Coltart has been in Melbourne and Canberra this week to meet with Cricket Australia and the federal government, discussing plans to resume an exchange of cricket tours with Australia while also outlining his nation’s wider progress to Foreign Affairs minister Stephen Smith.
Howard’s ascendancy to the ICC vice presidency and ultimately presidency had been openly questioned by several member nations, but Coltart said he was hopeful his nation’s cricket board would support the process by which the former prime minister had been selected.
However Coltart will not, by choice as well as by law, be active when the ICC decides on Howard at its annual conference in Singapore at the end of the month.
Instead, Zimbabwe will be represented by President Robert Mugabe’s Zanu-PF aligned Peter Chingoka and Ozias Bvute, and Coltart cannot guarantee the direction of their vote.
“I won’t be attending because I’m Minister of Sport, and it’s a cricket matter,” Coltart told AAP.
“In terms of Zimbabwe’s laws I do not have the power to give direction to Zimbabwe cricket.
“Aside from the legal situation, as someone who believes in democracy and the important role that civil society plays, I wouldn’t want to be giving directives – I think that’s part of the problem with world cricket and sport in general.
“So I’m simply playing a role of mediator and facilitator, because Chingoka and Bvute can’t at the present time travel to Australia.
“I will not be in Singapore but I will meet the Zimbabwe cricket board when I get back next week and convey to them what’s been discussed, and I hope that sense will prevail.”
Coltart travelled to New Zealand prior to Australia and will next meet with English officials as he fights for support to strengthen the tentative progress made under the joint government of Zanu-PF and the MDC (Movement For Democratic Change).
“The problem is there is still a lot of general scepticism regarding this provisional arrangement,” he said.
“There still is concern about the slow pace of reform, ongoing human rights violations and related to that the concern that if for example there is re-engagement at this stage, that may buttress Zanu-PF.
“Against that I’ve had to argue that we have to see this process in much the same way as happened in South Africa in the early 1990s. It’s a time of transition, and no-one can guarantee that it’s going to end happily.

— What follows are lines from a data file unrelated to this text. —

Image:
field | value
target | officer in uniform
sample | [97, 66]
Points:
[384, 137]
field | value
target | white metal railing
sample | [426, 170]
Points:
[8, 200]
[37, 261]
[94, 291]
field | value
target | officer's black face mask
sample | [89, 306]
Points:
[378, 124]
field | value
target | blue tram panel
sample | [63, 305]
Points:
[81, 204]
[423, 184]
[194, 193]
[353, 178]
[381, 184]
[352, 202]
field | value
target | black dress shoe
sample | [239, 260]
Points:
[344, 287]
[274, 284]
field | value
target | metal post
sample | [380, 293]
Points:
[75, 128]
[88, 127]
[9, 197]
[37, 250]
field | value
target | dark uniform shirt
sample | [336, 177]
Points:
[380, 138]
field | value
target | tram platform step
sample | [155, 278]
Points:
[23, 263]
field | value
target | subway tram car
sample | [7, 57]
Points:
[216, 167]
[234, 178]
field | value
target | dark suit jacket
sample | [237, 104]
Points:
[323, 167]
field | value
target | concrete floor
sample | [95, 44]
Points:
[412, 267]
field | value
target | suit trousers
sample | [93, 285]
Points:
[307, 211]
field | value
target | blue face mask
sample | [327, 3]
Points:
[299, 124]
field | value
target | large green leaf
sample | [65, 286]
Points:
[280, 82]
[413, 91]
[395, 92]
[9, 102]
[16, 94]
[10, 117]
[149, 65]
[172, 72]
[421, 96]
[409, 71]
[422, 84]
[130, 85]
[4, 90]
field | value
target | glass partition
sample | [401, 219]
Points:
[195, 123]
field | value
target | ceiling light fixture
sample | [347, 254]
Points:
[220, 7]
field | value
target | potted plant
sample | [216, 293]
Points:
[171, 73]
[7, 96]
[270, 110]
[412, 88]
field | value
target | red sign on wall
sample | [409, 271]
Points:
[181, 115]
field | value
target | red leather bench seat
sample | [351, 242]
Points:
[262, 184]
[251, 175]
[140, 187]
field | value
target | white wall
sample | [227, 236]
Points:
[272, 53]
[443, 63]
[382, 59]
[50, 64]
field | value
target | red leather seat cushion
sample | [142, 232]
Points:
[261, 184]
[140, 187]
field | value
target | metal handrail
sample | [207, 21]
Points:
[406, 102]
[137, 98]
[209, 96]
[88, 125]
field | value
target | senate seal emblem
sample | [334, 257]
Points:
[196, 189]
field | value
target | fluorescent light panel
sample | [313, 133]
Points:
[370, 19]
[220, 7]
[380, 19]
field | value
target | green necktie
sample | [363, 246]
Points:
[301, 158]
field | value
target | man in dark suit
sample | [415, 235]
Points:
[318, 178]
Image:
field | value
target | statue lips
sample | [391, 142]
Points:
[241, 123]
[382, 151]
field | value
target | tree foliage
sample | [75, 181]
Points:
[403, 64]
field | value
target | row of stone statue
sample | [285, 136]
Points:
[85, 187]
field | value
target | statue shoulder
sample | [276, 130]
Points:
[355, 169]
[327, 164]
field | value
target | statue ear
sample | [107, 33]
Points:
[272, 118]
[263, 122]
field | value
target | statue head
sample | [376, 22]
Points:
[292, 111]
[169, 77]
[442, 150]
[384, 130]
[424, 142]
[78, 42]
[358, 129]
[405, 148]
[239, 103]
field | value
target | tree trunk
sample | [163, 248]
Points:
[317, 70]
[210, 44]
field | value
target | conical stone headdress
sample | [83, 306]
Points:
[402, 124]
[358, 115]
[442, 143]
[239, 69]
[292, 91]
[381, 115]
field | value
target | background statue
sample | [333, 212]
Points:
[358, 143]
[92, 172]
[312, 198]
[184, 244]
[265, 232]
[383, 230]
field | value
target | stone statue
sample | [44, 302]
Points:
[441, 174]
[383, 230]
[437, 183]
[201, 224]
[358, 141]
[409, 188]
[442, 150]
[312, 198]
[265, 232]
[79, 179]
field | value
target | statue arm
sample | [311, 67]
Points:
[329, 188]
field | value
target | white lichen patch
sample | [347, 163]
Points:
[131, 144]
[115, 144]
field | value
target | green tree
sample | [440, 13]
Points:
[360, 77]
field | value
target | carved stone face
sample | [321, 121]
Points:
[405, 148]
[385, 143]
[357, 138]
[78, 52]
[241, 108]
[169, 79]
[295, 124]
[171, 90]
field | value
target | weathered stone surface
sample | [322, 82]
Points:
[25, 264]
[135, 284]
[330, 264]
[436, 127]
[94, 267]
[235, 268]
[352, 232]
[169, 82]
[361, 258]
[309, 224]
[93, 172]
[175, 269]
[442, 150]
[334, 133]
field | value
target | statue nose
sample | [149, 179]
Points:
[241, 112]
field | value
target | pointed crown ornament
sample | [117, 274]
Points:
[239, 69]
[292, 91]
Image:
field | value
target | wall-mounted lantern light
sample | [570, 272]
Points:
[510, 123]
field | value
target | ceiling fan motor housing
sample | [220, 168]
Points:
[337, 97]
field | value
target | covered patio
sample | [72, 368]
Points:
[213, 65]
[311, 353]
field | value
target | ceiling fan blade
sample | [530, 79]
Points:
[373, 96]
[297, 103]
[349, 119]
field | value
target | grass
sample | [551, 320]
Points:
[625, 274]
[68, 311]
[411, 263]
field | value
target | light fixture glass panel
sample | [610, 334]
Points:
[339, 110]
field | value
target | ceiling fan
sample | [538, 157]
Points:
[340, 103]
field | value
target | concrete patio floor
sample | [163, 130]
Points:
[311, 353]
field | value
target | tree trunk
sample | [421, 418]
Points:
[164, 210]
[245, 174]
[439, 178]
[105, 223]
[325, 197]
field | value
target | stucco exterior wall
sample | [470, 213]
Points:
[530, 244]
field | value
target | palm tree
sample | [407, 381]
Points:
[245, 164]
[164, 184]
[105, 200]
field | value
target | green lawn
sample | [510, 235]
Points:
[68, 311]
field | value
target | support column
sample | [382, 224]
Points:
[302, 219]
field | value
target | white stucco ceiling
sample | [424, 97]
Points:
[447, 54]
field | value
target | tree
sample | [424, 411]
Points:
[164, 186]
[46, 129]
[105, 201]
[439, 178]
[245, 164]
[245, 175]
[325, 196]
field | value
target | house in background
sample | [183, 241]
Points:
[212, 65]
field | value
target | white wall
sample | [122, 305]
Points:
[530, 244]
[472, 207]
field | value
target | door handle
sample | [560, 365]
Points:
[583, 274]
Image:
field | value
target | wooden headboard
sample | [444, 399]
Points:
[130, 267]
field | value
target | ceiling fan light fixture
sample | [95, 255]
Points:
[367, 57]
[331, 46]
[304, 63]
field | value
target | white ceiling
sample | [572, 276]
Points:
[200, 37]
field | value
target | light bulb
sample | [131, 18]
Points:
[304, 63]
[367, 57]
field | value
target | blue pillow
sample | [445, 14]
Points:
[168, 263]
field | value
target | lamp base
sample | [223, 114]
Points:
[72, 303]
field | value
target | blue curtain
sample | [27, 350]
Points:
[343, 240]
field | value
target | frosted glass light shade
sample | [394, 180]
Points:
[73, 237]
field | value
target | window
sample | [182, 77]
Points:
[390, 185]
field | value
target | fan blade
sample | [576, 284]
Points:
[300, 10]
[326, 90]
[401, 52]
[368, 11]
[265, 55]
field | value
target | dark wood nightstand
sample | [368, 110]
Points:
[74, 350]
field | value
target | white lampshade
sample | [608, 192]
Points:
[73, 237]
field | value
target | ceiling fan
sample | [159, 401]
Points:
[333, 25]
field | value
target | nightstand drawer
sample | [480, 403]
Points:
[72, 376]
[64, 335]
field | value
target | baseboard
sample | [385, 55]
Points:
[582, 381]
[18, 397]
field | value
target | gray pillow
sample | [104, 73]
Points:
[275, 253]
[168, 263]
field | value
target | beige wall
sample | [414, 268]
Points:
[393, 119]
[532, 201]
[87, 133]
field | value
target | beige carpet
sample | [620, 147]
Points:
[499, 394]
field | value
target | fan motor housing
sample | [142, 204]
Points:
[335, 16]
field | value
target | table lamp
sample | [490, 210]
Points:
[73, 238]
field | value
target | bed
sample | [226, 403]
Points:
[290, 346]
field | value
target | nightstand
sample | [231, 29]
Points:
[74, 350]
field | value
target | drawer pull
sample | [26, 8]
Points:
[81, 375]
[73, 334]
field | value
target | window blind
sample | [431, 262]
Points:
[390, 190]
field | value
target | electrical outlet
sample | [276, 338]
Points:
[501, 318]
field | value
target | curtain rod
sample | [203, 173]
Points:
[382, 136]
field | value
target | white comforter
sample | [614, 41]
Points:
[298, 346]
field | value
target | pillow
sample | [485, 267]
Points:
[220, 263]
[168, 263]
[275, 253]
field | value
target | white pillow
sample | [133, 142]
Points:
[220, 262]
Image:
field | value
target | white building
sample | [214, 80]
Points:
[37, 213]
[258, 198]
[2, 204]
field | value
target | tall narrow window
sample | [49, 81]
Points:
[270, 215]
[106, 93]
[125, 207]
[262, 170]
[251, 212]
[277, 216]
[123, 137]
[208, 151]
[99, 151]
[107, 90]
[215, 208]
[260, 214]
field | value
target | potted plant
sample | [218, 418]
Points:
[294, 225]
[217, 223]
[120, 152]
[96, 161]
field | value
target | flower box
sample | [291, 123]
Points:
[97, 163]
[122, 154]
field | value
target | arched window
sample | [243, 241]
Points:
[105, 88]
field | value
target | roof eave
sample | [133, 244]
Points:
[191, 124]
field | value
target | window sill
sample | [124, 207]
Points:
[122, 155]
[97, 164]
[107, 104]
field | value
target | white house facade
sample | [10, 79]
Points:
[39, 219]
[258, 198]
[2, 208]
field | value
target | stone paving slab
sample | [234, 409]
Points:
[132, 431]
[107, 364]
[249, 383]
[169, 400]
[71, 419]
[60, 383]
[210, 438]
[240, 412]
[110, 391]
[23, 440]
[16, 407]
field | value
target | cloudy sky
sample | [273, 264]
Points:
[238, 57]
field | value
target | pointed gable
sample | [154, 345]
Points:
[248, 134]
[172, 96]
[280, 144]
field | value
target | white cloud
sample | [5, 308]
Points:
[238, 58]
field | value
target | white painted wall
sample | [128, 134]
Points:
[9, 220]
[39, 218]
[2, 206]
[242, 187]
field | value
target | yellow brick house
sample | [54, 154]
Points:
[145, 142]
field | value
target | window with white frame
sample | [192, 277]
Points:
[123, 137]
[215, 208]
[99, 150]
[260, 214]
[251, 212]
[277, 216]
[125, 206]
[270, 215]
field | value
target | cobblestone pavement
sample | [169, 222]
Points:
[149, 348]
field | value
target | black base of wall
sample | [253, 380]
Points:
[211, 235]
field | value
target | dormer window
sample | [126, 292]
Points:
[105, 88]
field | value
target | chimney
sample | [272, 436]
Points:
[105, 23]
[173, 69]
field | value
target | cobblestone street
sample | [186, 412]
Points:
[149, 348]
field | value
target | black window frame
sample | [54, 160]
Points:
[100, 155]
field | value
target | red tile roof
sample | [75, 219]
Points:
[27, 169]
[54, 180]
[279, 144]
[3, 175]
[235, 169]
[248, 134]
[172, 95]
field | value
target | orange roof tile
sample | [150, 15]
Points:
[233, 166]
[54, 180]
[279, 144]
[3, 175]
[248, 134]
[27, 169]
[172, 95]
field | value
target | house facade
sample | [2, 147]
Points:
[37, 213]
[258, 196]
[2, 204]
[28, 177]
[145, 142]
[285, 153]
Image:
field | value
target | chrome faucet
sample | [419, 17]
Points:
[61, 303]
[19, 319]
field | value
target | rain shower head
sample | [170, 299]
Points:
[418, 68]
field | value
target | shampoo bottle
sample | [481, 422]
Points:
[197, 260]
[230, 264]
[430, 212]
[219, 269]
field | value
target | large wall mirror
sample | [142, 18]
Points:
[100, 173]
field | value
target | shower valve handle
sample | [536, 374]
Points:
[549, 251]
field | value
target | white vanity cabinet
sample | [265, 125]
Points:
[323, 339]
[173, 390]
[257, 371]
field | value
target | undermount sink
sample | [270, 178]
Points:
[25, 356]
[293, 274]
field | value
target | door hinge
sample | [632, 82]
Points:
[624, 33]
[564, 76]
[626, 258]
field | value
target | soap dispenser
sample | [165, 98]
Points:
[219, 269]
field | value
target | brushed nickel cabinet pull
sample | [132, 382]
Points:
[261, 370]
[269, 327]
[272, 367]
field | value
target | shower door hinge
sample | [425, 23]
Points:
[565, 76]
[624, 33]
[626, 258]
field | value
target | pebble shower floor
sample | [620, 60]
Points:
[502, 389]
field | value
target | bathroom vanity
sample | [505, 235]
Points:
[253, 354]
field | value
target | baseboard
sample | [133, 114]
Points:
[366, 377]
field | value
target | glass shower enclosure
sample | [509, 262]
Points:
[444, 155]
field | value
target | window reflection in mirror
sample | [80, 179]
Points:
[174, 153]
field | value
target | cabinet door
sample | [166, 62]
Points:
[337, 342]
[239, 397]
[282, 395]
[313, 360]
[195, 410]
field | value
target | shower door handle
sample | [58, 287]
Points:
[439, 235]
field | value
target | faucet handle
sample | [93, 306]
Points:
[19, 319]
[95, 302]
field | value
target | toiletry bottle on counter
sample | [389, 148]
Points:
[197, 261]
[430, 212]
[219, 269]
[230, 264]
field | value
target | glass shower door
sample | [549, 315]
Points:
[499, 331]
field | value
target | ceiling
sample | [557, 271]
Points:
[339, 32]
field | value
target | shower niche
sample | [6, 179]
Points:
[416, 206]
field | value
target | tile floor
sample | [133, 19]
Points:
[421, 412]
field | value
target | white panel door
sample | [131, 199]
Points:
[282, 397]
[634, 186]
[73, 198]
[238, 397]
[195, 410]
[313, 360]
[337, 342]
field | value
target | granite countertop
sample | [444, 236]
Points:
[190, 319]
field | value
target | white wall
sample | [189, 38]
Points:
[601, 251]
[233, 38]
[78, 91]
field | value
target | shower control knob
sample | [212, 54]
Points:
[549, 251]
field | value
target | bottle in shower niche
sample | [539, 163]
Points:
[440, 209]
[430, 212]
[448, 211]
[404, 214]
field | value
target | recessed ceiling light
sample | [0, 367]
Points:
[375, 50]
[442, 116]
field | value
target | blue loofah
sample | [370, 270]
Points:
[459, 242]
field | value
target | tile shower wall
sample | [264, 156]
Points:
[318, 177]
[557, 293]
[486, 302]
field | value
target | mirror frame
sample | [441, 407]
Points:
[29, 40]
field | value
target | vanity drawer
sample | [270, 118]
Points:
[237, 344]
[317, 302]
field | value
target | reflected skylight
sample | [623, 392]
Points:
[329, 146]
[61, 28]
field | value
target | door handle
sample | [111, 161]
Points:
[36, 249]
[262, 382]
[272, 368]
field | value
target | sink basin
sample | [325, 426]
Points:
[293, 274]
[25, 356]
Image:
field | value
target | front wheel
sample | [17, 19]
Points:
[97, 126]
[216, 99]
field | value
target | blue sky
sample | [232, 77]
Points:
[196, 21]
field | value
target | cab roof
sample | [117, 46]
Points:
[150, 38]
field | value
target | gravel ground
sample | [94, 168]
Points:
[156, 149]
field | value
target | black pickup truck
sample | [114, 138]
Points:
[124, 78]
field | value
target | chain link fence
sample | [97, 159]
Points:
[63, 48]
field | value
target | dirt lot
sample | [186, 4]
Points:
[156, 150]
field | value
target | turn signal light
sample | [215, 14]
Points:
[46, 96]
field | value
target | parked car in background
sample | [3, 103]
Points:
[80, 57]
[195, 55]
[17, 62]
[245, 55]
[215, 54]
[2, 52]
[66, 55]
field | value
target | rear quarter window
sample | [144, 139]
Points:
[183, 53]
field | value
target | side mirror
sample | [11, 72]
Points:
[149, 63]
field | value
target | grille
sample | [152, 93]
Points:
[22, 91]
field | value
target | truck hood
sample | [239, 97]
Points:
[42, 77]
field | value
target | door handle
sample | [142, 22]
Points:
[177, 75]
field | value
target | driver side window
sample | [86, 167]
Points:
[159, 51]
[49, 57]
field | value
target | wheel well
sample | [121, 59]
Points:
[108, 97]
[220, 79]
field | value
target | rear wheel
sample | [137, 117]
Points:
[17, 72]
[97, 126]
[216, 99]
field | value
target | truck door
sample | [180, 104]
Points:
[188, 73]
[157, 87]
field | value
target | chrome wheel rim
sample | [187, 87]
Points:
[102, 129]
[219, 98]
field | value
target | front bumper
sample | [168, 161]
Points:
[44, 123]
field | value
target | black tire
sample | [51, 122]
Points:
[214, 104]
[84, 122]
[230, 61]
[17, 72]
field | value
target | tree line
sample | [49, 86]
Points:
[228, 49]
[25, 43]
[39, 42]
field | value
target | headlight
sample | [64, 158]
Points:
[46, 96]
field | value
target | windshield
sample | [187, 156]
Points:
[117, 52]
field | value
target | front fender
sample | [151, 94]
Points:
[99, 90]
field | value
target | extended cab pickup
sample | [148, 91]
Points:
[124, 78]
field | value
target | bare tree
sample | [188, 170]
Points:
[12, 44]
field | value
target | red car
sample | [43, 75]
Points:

“The entire provisional government is highly problematic, I sit on cabinet with Robert Mugabe, who I have been at loggerheads with for 30 years.
“But what takes us through is this belief that we can’t dwell in the past and that in the interests of saving lives and saving the country, we simply have to make this work.
“That involves sometimes taking a deep breath and working for the future.”